Show that $\phi: \mathbb{R}_3[x]\rightarrow\mathbb{R}^3, \phi(p):=[p(-1), p(0), p(1)] $ is a linear transformation
Solution 1:
Apparently, the problem is essentially solved within the formulation and comments, but because there are a lot of upvotes and no answer, I propose to write one up.
As OP rightly observes, the map in question obeys the rule: $$\phi( \alpha p + \beta q ) = \alpha \phi(p) + \beta \phi(q)$$ (note that the expression $\alpha \begin{bmatrix} p(-1) \\ p(0) \\ p(1) \end{bmatrix} + \beta \begin{bmatrix} q(-1) \\ q(0) \\ q(1) \end{bmatrix} $ is $\alpha \phi(p) + \beta \phi(q)$ ).

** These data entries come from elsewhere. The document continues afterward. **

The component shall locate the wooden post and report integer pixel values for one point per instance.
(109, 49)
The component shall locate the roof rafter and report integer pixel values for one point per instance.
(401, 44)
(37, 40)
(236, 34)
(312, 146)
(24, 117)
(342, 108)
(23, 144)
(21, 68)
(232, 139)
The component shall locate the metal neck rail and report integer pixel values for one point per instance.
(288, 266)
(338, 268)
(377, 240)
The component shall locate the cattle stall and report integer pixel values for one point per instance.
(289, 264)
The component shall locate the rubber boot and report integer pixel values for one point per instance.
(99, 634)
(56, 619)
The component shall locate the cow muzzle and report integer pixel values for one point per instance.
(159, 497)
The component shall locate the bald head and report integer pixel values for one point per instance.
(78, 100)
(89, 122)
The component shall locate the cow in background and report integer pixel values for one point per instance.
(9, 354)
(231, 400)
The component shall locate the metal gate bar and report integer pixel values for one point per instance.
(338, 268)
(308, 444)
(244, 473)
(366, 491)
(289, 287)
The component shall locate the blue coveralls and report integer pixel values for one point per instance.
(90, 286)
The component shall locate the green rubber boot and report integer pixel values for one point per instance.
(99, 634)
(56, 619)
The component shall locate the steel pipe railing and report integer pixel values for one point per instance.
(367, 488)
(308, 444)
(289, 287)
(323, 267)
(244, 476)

It remains to see that this condition implies linearity of $\phi$, which is defined by the following contidions:
- For any $p,q \in \mathbb R_3[x]$, it holds that $\phi(p + q) = \phi(p) + \phi(q)$.
- For any $p \in \mathbb R_3[x]$, $\alpha \in \mathbb R$, it holds that $\phi(\alpha p) = \alpha \phi(p)$.

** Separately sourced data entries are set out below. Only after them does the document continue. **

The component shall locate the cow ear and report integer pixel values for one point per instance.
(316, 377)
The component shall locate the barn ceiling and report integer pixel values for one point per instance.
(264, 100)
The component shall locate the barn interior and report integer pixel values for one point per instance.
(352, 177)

We know that $\phi$ satisfies the condition:
- For any $p,q \in \mathbb R_3[x]$, $\alpha,\beta \in \mathbb R$, it holds that $\phi(\alpha p + \beta q) = \alpha \phi(p) + \beta \phi(q)$.
Now, putting $\alpha = \beta = 1$ in 3., we recover condition 1. Putting $\beta = 0$ and $q$ arbitrary, we recover condition 2. So, both conditions hold, and $\phi$ is indeed linear.
As an aside, note that if $\phi$ is linear, i.e. 1. and 2. hold, then: $$ \phi(\alpha p + \beta q) = \phi( \alpha p) + \phi(\beta q)= \alpha \phi(p) + \beta \phi(q)$$ so condition 3. follows. This means that 3. is in fact a different formulation of linearity (in fact, it might be taken as an alternative definition).